Frank: I’m not trying to do that, it is all completely subconscious. I often hear about things I do onstage from other people because sometimes things just come out of you subconsciously.

How about the rest of you?
Stephen: Well, I was forced to listen to whatever John used to listen to.
John: Yeah, he didn’t have any choice.
Paul Livingston: I like heavy metal. I like Black Sabbath. It;s not about whether they are good or bad, I just love the fact that they love that they are doing.

So what do you find in common between Black Sabbath and Trash Can Sinatras?
Paul: Our stance towards the music.
Others: What?!? No way, that’s just him.
George: I don’t have any particular band that I like, I just love music. Quality is not the point. But I used to listen to punk.

So you are all from the punk generation?
John: Me and Frank, maybe. We were crazy about The Clash and The Jam.
Paul: My Mum used to be a Sex Pistols fan.
John: Yeah, he may not look it, but Paul is the youngest of us.

So, how did you guys meet?
Frank: When you are living in a small town, you’ll find people who like the same thing as you. We often saw each other at the same concerts or pubs and we started to remember the faces because you think they are weird, and if you are at the pub and you do music you will be kicked out of the pub. That’s why everyone just hung around outside the pub and started getting to know each other then.

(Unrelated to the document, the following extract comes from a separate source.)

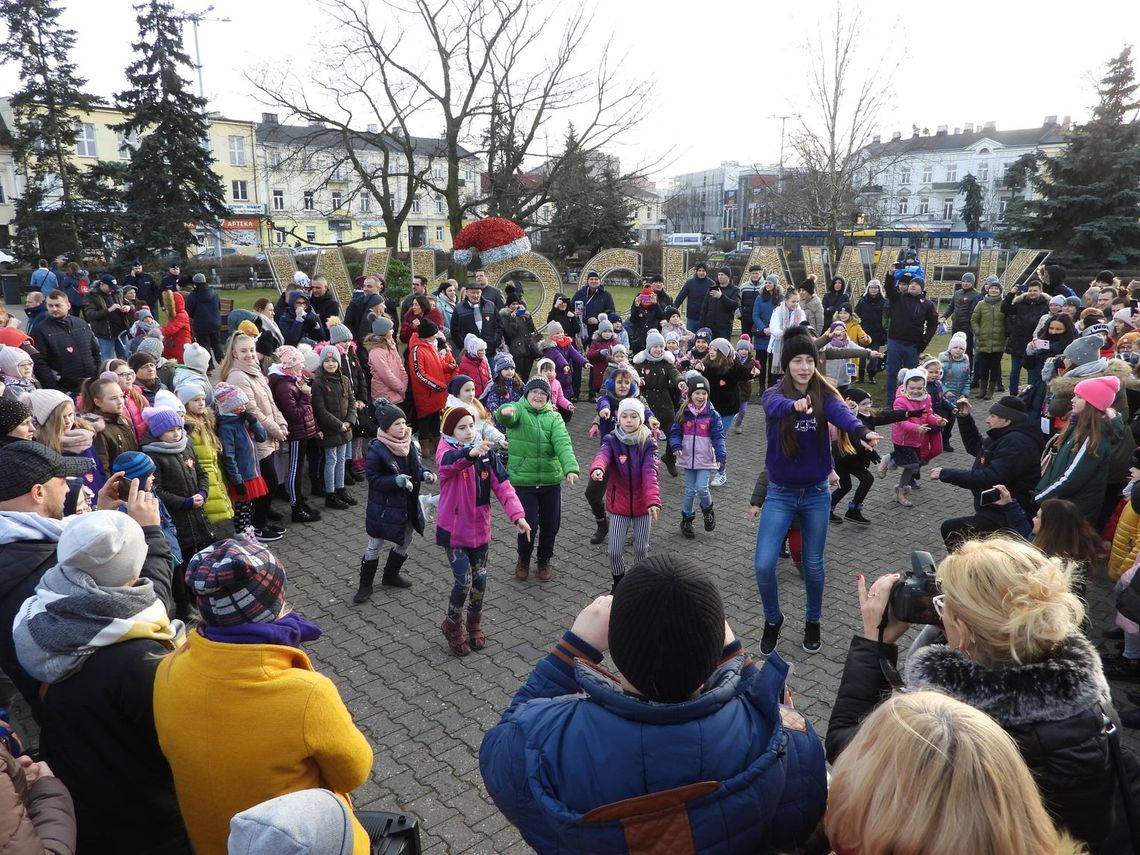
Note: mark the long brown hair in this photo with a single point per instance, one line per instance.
(817, 387)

Are you talking about the town called Irvine?
John: Yes.

Do you still live in Irvine?
Frank: We live about 10 miles away from Irvine. We all live next door to each other.

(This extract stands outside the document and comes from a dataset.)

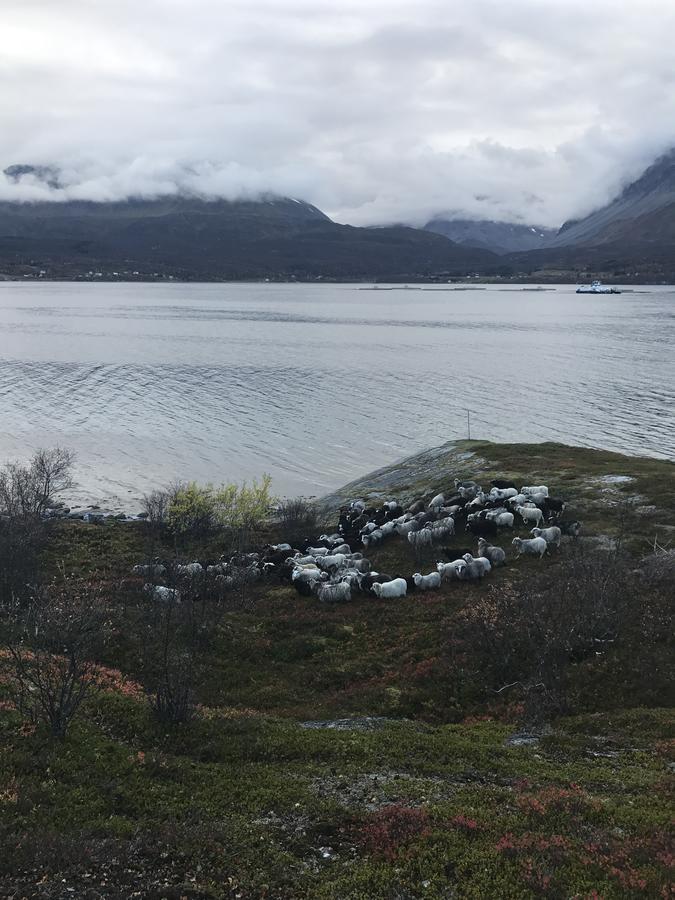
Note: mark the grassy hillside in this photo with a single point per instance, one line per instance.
(439, 783)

Do you ever feel like you have to get out of that little town and go to London, or some place like that?
John: Never. No way we are ever going to London. We don’t do things that we want to do. If we did stuff that we didn’t want to do it would affect our music.

So the Go! Discs label gives you that freedom?
Frank: The only thing that they tell us we have to do is keep the deadline. It’s a business, so we understand that they have deadlines, but it just doesn’t work like that.

So you do whatever the you like, live wherever you want, and don’t listen to your label much. It sounds like you are in a very enviable position. So your next album is going to be brimming with happiness?
Frank: There’s no-one in this band that has confidence in themselves. We need each others’ support. That way, even if one of us is happy, it doesn’t mean that the rest of us are happy too. There’s no-one who has exactly the same ideas or opinions as you, so you can’t predict how the songs will turn out. None of us are capable of writing songs alone in a hotel room in Tokyo.

So, you’re not even planning anything for the next album?
Frank: We are writing a couple of songs, but we don’t know how it’s going to turn out. We like to go with the flow.

After this interview I thought that, for better or for worse, they are an indie band. They are free and do whatever they like. They just want to be liked by the people who understand them, which I think is quite an indie stance. It’s not about themes. I think it’s an ideal situation for the artist, but I think they are a little too deep inside their own little world. I found them to be friendly and likeable guys, but I just wanted to tell them to try harder and become something bigger and better. I’m sure people who understand them will get angry at me for writing this, but maybe that’s the problem.